In February 2023, the impoverished but mineral-rich nation called for an overhaul of a $6.2 billion mining deal with China. This followed president Felix Tshisekedi’s demand for a bigger share of the country’s vast mineral resources than that agreed upon by his predecessor.
“It is not normal that those with whom our country has signed exploitation contracts are getting richer while our people remain poor,” president Tshisekedi said in May 2021. “It is time for the country to readjust its contracts with the miners in order to seal win-win partnerships.”
China’s mineral-for-road deals are losing sheen
Sicomines is a mining company owned by both DRC (32%) and China with around 6.8 million tonnes in mineral reserves. It owns most of the 19 mines in the country.
DRC holds its stake in Sicomines through the state-run mining firm Gecamines. In exchange for China’s 68% share, Beijing-based Sinohydro Corp and China Railway Group agreed to build roads and hospitals for the central African nation of 95 million people.
At 3.5 million metric tons, DRC has 70% of the world’s cobalt reserves, according to the UN. Around 80% of the cobalt it produces goes to China for processing today.

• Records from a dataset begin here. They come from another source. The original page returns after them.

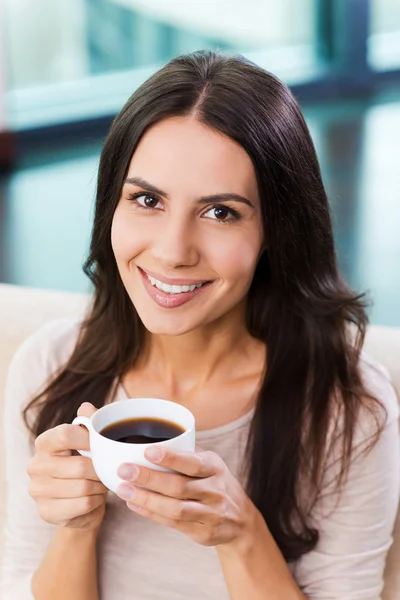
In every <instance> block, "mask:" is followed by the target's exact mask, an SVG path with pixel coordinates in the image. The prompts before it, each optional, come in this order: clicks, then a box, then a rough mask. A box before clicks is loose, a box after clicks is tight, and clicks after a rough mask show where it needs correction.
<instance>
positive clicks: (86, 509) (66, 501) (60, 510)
mask: <svg viewBox="0 0 400 600" xmlns="http://www.w3.org/2000/svg"><path fill="white" fill-rule="evenodd" d="M103 503H104V494H99V495H98V496H84V497H83V498H68V499H67V500H65V499H62V500H42V501H39V502H38V509H39V513H40V516H41V517H42V519H43V520H44V521H46V522H47V523H53V524H56V523H62V522H65V521H69V520H71V519H74V518H75V517H81V516H82V515H87V514H89V513H90V512H92V511H93V510H95V509H96V508H98V507H99V506H101V505H102V504H103Z"/></svg>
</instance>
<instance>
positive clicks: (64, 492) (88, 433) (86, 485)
mask: <svg viewBox="0 0 400 600" xmlns="http://www.w3.org/2000/svg"><path fill="white" fill-rule="evenodd" d="M94 412H96V409H95V407H94V406H92V405H91V404H89V403H87V402H85V403H84V404H83V405H82V406H81V407H80V409H79V410H78V415H82V416H86V417H91V416H92V414H93V413H94ZM78 449H79V450H89V432H88V431H87V429H86V428H84V427H81V426H80V425H68V424H63V425H58V426H57V427H54V428H53V429H49V430H47V431H45V432H44V433H42V434H41V435H39V436H38V437H37V438H36V441H35V454H34V456H33V458H32V459H31V460H30V462H29V464H28V469H27V471H28V475H29V477H30V479H31V481H30V485H29V493H30V495H31V496H32V498H33V499H34V500H35V501H36V503H37V506H38V509H39V514H40V516H41V517H42V519H44V520H45V521H47V523H52V524H53V525H58V526H63V527H73V528H79V529H87V530H89V529H90V530H94V529H98V528H99V527H100V524H101V522H102V520H103V517H104V513H105V505H106V494H107V488H106V487H105V486H104V485H103V484H102V483H101V482H100V481H99V478H98V477H97V475H96V473H95V470H94V468H93V464H92V461H91V459H90V458H86V457H84V456H80V455H78V456H74V455H73V451H74V450H78Z"/></svg>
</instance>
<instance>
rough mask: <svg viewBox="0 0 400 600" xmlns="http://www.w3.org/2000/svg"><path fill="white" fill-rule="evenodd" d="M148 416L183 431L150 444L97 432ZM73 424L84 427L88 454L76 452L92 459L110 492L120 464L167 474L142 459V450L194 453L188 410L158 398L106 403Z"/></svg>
mask: <svg viewBox="0 0 400 600" xmlns="http://www.w3.org/2000/svg"><path fill="white" fill-rule="evenodd" d="M149 417H150V418H157V419H165V420H168V421H172V422H173V423H176V424H177V425H180V426H181V427H182V428H183V429H184V430H185V431H184V433H182V434H180V435H178V436H176V437H174V438H171V439H169V440H165V441H163V442H155V443H152V444H129V443H128V444H127V443H125V442H117V441H115V440H110V439H109V438H106V437H105V436H103V435H101V433H100V432H101V431H102V430H103V429H104V428H105V427H107V426H108V425H111V424H112V423H116V422H118V421H122V420H124V419H136V418H149ZM73 425H84V426H85V427H87V429H88V430H89V439H90V451H89V452H88V451H86V450H78V452H79V453H80V454H82V456H87V457H89V458H91V459H92V462H93V466H94V469H95V471H96V473H97V476H98V478H99V479H100V481H102V482H103V483H104V485H105V486H106V487H108V489H109V490H111V491H112V492H114V493H116V490H117V487H118V486H119V484H120V483H123V480H122V479H120V477H118V475H117V470H118V467H119V466H120V465H121V464H122V463H125V462H128V463H135V464H137V465H141V466H145V467H150V468H151V469H156V470H157V471H168V469H165V468H163V467H160V466H158V465H155V464H153V463H150V462H149V461H148V460H146V458H145V457H144V452H145V450H146V448H149V447H150V446H165V447H166V448H171V449H174V450H187V451H189V452H190V451H194V450H195V420H194V416H193V415H192V413H191V412H190V410H188V409H187V408H185V407H184V406H181V405H180V404H177V403H176V402H170V401H169V400H162V399H160V398H129V399H128V400H119V401H117V402H113V403H111V404H106V405H105V406H103V407H102V408H100V409H99V410H98V411H96V412H95V413H94V414H93V415H92V416H91V417H90V418H88V417H76V418H75V419H74V420H73Z"/></svg>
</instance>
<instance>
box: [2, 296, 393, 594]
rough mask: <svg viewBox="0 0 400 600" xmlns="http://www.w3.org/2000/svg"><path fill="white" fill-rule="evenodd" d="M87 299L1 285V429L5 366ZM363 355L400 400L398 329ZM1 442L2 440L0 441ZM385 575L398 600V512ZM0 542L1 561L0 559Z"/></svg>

DRC is also Africa’s largest copper producer.
Both minerals are critical in the global switch to clean energy, as they are used in electric vehicle batteries, solar panels, and wind turbines, a field that China wants to continue dominating.
Kinshasa, however, is now dissatisfied.
In February 2023, the state audit office Inspection Generale des Finances (IGF) asked for an additional $17 billion in infrastructure investment from China, looking to make such deals fairer to DRC.

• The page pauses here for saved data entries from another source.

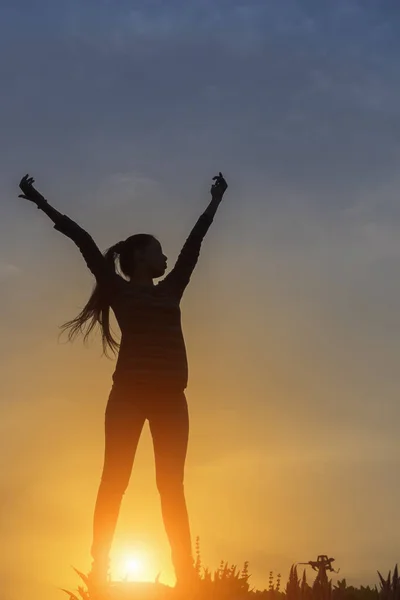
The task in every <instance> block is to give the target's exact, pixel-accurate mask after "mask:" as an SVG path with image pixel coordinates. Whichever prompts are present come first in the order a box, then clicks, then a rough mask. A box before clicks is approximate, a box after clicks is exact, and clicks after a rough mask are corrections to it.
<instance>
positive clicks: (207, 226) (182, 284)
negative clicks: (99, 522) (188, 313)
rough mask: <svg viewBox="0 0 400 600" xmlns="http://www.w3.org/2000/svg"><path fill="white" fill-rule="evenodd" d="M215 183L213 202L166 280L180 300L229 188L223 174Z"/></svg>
mask: <svg viewBox="0 0 400 600" xmlns="http://www.w3.org/2000/svg"><path fill="white" fill-rule="evenodd" d="M213 181H214V184H213V185H212V187H211V202H210V204H209V205H208V206H207V208H206V210H205V211H204V212H203V214H202V215H201V216H200V217H199V219H198V221H197V223H196V224H195V226H194V227H193V229H192V231H191V232H190V234H189V237H188V238H187V240H186V242H185V244H184V246H183V248H182V250H181V252H180V254H179V257H178V260H177V261H176V264H175V266H174V268H173V269H172V271H171V273H169V274H168V275H167V277H166V278H165V280H164V282H165V284H166V285H168V286H171V287H172V288H173V289H174V292H175V293H176V294H177V295H178V296H179V298H180V297H181V296H182V294H183V292H184V291H185V288H186V286H187V285H188V283H189V281H190V277H191V275H192V273H193V270H194V268H195V266H196V264H197V261H198V258H199V255H200V248H201V244H202V241H203V239H204V236H205V235H206V233H207V231H208V229H209V227H210V225H211V223H212V221H213V219H214V216H215V213H216V212H217V209H218V207H219V205H220V203H221V201H222V198H223V196H224V193H225V191H226V189H227V187H228V184H227V183H226V181H225V179H224V177H223V175H222V173H220V174H219V175H217V176H216V177H214V178H213Z"/></svg>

An IGF report released at the time showed that Sicomines had so far invested $822 million on infrastructure projects in the DRC, despite earning $10 billion from contracts in the project over the past 10 years.
IGF now wants China to increase its investment in Sicomines from the current $3 billion to $20 billion and also hire more Congolese staff.
The root of Kinshasa’s problem lies in the past
Most of these infrastructure-in-exchange-for-minerals were put in place informally by DRC’s previous government under former president Joseph Kabila between 2007 and 2008.
Some of them were even apparent barter deals with individual Chinese companies for stakes in DRC’s copper, gold, and cobalt mines.
President Tshisekedi, who will be seeking re-election in December, will use the issue in his campaign in the guise of righting the Kabila regime’s wrongs, observers have said.